Lai Wei , Zihao Jiang, Weiran Huang, Lichao Sun.
Shanghai Jiao Tong University & Lehigh University
- We introduce InstructionGPT-4, which is fine-tuned on a small dataset comprising only 200 examples, amounting to approximately 6% of the instruction-following data used in the alignment dataset for MiniGPT-4.
- We first propose several metrics to access the quality of multimodal instruction data. Based on these metrics, we present an effective and trainable data selector to automatically identify and filter low-quality vision-language data. By employing this method, InstructionGPT-4 outperforms the original MiniGPT-4 on various evaluations.

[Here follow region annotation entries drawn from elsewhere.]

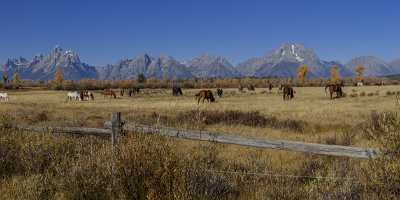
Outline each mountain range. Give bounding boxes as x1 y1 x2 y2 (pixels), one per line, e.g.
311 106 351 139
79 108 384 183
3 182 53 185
0 43 400 80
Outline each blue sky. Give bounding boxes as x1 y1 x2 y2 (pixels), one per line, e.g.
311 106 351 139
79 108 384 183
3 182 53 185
0 0 400 65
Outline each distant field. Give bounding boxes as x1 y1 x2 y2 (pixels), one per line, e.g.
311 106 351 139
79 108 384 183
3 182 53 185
0 86 400 199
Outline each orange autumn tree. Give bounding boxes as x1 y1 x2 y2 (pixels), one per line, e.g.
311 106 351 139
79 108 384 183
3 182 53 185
297 64 308 84
354 65 365 81
331 65 340 83
49 67 64 90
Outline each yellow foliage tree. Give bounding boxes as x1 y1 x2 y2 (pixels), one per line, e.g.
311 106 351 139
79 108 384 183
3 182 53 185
331 65 340 82
11 72 21 88
297 64 308 84
53 67 64 85
354 65 365 81
49 67 64 90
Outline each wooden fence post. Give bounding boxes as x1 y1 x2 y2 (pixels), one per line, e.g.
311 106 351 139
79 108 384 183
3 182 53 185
111 112 122 151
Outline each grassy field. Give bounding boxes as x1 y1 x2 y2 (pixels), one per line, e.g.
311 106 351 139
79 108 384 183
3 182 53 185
0 86 400 199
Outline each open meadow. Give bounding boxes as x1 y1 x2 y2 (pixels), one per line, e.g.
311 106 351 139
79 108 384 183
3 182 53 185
0 86 400 199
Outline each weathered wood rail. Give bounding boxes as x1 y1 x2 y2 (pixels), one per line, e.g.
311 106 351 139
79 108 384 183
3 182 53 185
0 112 379 159
104 122 379 159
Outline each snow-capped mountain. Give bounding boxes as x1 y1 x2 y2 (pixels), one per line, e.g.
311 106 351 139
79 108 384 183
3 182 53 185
98 54 193 79
0 43 400 80
186 54 240 78
389 59 400 74
346 56 396 76
1 46 97 80
237 43 353 77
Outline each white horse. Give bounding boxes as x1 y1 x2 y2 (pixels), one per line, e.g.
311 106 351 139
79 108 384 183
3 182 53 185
67 91 81 101
0 93 8 102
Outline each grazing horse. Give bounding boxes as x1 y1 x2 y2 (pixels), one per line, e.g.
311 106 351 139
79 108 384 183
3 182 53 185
196 90 215 104
268 83 273 93
217 88 224 98
172 86 183 96
67 91 81 101
247 84 256 91
103 89 117 99
128 87 140 97
325 83 343 99
0 93 8 102
79 90 94 101
279 85 296 101
238 84 243 92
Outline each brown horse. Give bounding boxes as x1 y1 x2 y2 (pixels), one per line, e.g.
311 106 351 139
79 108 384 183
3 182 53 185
247 84 256 91
128 87 140 97
268 83 273 93
103 89 117 99
279 85 296 101
196 90 215 104
79 90 94 101
325 83 343 99
217 88 224 98
172 86 183 96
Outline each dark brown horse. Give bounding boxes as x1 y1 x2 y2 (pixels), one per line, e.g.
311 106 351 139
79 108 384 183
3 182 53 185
247 84 256 91
325 83 343 99
128 87 140 97
217 88 224 98
103 89 117 99
172 86 183 96
279 85 296 101
268 82 273 93
79 90 94 101
196 90 215 104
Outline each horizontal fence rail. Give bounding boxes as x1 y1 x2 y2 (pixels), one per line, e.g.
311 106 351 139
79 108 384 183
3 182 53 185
0 112 380 159
0 124 112 136
104 122 379 159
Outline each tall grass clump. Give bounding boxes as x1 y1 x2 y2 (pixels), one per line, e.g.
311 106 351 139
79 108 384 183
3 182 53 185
363 112 400 199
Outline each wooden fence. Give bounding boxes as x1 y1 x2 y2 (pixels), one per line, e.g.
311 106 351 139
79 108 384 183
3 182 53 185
0 112 379 159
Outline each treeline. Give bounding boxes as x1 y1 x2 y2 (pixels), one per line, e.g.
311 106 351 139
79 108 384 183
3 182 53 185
0 77 400 90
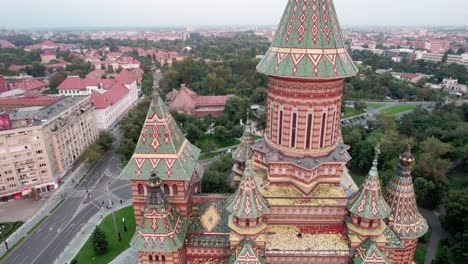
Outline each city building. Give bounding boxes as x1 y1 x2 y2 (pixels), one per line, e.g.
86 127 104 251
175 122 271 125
120 0 427 264
57 69 140 130
41 51 57 64
166 84 229 116
0 96 98 199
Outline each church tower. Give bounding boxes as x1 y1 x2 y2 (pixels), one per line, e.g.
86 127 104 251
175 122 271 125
385 147 428 264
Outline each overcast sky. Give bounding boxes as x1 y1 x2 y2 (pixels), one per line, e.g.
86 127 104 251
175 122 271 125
0 0 468 28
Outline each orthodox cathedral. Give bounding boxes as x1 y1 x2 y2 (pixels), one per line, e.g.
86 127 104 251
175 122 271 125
120 0 428 264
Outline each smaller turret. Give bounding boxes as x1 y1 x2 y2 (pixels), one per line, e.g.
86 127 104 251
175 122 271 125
226 160 269 249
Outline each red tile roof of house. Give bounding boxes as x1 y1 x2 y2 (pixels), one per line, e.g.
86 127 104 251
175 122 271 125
57 76 117 90
0 39 15 48
0 95 65 106
13 79 47 91
91 84 130 109
115 69 136 84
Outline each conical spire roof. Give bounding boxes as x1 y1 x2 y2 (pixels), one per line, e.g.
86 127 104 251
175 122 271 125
119 95 203 181
348 145 391 219
226 160 269 219
229 237 265 264
385 147 428 238
257 0 357 79
353 238 390 264
232 132 254 162
130 173 188 252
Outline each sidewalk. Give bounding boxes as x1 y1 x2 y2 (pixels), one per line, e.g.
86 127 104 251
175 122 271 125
109 248 138 264
54 199 132 264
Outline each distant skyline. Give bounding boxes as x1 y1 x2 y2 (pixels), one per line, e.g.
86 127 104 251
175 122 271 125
0 0 468 29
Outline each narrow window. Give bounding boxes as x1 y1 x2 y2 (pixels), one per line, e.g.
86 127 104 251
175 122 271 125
291 113 297 148
269 107 273 140
330 111 336 144
138 183 145 195
305 114 312 149
278 111 283 145
320 113 327 148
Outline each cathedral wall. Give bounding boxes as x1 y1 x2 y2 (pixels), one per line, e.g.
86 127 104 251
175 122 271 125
266 77 343 156
266 254 349 264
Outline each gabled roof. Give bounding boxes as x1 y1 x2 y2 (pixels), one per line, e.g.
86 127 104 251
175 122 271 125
232 132 254 162
353 238 390 264
227 160 269 219
347 145 391 219
91 83 130 109
385 148 428 238
229 237 265 264
130 174 188 252
257 0 357 79
115 69 136 84
119 96 203 181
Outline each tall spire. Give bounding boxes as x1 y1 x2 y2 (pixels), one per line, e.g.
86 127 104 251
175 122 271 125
385 146 428 238
348 144 391 219
130 171 188 252
227 160 269 219
257 0 357 78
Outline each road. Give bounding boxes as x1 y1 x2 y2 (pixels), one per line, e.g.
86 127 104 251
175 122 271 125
2 131 132 264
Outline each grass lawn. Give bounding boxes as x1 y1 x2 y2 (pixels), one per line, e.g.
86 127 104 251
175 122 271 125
75 206 135 264
367 103 387 109
380 105 417 115
349 171 366 187
447 166 468 190
253 135 263 141
342 107 365 118
198 153 219 160
414 226 432 264
0 221 24 243
195 135 240 153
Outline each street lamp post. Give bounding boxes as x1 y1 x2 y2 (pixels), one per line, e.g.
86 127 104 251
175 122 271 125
0 226 8 251
122 217 127 232
106 182 122 241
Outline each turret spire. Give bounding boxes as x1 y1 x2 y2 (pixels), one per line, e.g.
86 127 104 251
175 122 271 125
385 147 428 238
257 0 357 78
348 145 390 219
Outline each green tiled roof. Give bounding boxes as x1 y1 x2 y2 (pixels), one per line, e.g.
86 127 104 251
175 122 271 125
130 174 188 252
348 146 391 219
385 149 428 238
227 160 269 219
229 237 265 264
353 238 390 264
119 96 203 181
232 132 254 162
257 0 357 79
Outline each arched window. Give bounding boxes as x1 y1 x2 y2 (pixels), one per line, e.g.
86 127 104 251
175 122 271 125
291 113 297 148
320 113 327 148
138 183 145 195
330 110 336 144
278 110 283 145
268 106 274 140
304 114 312 149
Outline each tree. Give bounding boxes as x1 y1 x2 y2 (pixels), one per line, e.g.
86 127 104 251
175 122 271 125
93 227 109 255
83 144 104 165
96 131 114 152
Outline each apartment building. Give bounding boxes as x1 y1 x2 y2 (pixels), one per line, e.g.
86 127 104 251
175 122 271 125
0 96 98 199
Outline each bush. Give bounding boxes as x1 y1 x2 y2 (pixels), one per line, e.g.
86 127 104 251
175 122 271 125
93 227 109 255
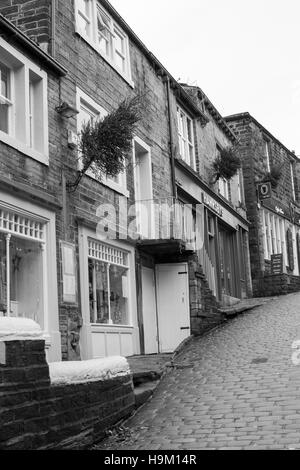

- Our findings demonstrate that less but high-quality instruction tuning data is efficient to enable multimodal large language models to generate better output.
git clone https://github.com/Vision-CAIR/MiniGPT-4.git
Follow this doc to prepare the environment and download the cc_sbu_align dataset.
You also need to replace '/path/to' with your own path.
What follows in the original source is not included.